On the way to the flowering trees, I did see a lot of bird activity along the way. But shooting these birds with a 500mm is almost next to impossible. You need a fast hand held lens (a 400mm IS DO lens would be the perfect one for this terrain) to shoot these skulker birds. But still I managed to shoot some of these. I reached the flowering trees by 3pm and the light was perfect. There were a lot of Sunbirds and a pair of Grey Sebia visiting these trees. While I was shooting these, a Golden Throated Barbet flew into the trees. I was able to get some decent shot of this before it decided to fly away.

I hung around that place till evening and returned to the camp after capturing some beautiful landscapes of the sunset. Yathin, Pratap Singh and I sat down to list the birds we had heard/sighted/photographed. There is no electricity at this rest house and I had to manage for the rest of the trip with the remaining two fully charged camera batteries I had.

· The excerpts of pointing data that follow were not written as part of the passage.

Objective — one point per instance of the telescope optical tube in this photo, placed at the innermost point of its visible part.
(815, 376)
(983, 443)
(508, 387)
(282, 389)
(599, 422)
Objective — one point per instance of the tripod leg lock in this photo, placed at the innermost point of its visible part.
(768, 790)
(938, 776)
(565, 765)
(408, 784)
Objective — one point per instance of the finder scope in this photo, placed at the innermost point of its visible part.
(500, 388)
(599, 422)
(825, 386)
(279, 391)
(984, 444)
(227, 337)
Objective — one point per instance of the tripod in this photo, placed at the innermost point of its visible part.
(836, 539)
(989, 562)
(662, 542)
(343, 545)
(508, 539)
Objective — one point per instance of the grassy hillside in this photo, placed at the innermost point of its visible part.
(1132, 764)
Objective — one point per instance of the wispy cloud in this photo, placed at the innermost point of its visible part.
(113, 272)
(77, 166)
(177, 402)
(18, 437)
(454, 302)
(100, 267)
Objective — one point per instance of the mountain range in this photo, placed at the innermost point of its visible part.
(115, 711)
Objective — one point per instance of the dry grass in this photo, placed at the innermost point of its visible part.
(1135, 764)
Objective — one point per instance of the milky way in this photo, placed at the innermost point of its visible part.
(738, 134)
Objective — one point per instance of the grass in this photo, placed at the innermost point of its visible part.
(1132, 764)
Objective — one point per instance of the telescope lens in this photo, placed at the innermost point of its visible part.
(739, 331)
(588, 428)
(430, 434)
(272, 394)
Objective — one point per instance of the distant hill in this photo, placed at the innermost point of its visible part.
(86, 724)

The next morning I again went down the path towards the flowering trees to capture the Sunrise. The clouds had settled across the valley and the scene was simply terrific. I photographed the landscape and proceeded towards the flowering trees. But since it was backlit, I spent time exploring other parts of the park. But to give justice to this place, you need to spend at least a week’s time. Only then you can get a feel of the place and know where to find what. But still we managed to see and record a variety of birds in this area. I spent the rest of the day along the same path and was lucky to photograph the Grey Sibia which I was aiming for since the previous day.

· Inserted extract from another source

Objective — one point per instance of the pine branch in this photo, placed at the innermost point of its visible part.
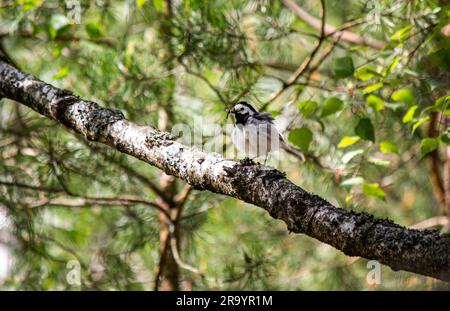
(356, 234)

Day 7 : Journey back to Aizawl - 16 December 2006

Since we had a long way to travel back, we decided to leave the place at 6:30 in the morning, do some birding on the way and then reach Aizawl. We took it easy all the way to Sangau and spent a lot of time birding and photographing. Here I was able to sight and take a record shot of the Golden babbler. Such a beauty!!! It was 9am by the time we reached Sangau. We had dinner at the Channu’s home, who was the main guide for us at Blue Mountain NP. We left Sangau by 10am and headed towards the river to cross the ferry. We did spend a lot of time birding all the way. It was 1pm by the time we reached the ferry. But as luck would have it, the ferry was not working because of some technical snag. We were told that it would be fixed by 3pm! We did not have any choice but to wait. Yathin and I started to think of alternatives as we did not see any signs of it being operational even till 3pm. We thought of calling for another Sumo on the other side of the river, transport the luggage in a small boat and reach Aizwal. But finally at 4pm a new battery arrived and we heard the roar of the engines of the ferry. That cheered us up and we were able to cross the river after a 3 hrs wait.

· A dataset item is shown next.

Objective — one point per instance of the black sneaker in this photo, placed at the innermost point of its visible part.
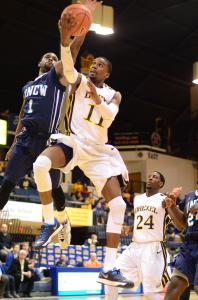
(47, 232)
(115, 278)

Though we had got delayed, we were very happy that we were on the other side of the river and it was road all the way to Aizwal, with hopefully no other interruptions. We reached the highway restaurant at 6pm only to find that they were closed. With no other options we proceeded towards Aizawl and got some chips and biscuits in the next village. We were not sure if we would get dinner at the tourist house at Aizwal as we would be reaching pretty late in the night. We reached the next town at 9pm where there were some hotels and had dinner.

We then continued our journey towards Aizawl. Though our driver Michael was pretty tired driving for the whole day, his enthu was still high and stopped the vehicle to show us a small Indian Civet cat. We were glad that he sighted it and stopped to show. Going further we saw a small cat beside the road. When the headlight was focused on it, we were was the Leopard Cat. An endangered species found in the North East India. We had good glimpse of it for around 5 seconds before it disappeared in the thickets of the jungle. What a way to finish the trip. We reached the tourist house at 10:30pm and checked into the rooms.

The next day, we met the ACF Mr. Tlana at his residence, thanked him for the wonderful trip we had and the arrangements made by the forest department. We then left for Lungpui airport to catch a flight to Kolkata and then to Bangalore from there.